Cyclic antidepressants aren't considered addictive. However, stopping antidepressant treatment abruptly or missing several doses can cause withdrawal-like symptoms. Symptoms may vary depending on how the drug works. This is sometimes called discontinuation syndrome. Work with your doctor to gradually and safely decrease your dose.

Withdrawal-like symptoms can include:

  • Agitation, irritability or anxiety
  • Nausea
  • Sweating
  • Flu-like symptoms, such as chills and muscle aches
  • Insomnia
  • Lethargy
  • Headache

People may react differently to the same antidepressant. For example, a particular drug may work better — or not as well — for you than for another person. Or you may have more, or fewer, side effects from taking a specific antidepressant than someone else does.
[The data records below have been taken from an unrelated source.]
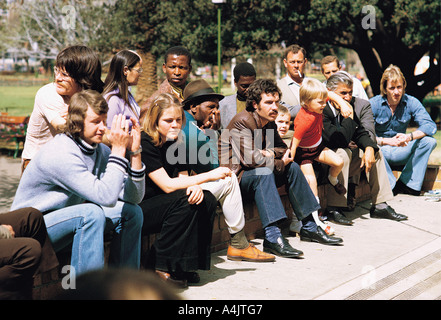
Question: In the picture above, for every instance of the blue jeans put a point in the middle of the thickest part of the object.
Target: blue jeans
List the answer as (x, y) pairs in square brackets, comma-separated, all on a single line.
[(414, 157), (83, 227), (260, 185)]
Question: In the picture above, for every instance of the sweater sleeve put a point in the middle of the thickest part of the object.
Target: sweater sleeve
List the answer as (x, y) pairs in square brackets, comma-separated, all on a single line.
[(75, 177)]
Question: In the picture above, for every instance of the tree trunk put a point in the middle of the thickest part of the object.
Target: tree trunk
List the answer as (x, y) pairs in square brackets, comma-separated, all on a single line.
[(148, 81)]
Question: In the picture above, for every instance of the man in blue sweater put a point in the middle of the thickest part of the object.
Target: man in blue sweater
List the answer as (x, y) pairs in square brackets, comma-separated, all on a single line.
[(84, 189)]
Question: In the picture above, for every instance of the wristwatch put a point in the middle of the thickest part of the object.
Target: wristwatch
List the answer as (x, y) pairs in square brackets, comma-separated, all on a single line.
[(133, 153)]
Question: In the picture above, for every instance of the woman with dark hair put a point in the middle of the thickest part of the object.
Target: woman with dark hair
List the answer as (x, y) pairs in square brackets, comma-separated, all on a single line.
[(76, 68), (125, 69), (84, 189), (175, 205)]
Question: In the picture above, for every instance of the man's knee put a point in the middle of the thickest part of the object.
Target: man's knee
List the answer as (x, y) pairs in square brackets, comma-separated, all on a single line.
[(93, 214), (428, 143), (28, 253)]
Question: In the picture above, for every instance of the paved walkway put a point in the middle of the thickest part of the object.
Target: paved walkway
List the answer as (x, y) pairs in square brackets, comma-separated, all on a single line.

Inherited traits may play a role in how antidepressants affect you. In some cases, where available, results of special blood tests may offer clues about how your body may respond to a specific antidepressant. However, other variables besides genetics can affect your response to medication.

When choosing an antidepressant, your doctor takes into account your symptoms, any health problems, other medications you take, and what's worked for you in the past.

Typically, it may take several weeks or longer before an antidepressant is fully effective and for initial side effects to ease up. You may need to try several antidepressants before you find the right one, but hang in there. With patience, you and your doctor can find a medication that works well for you.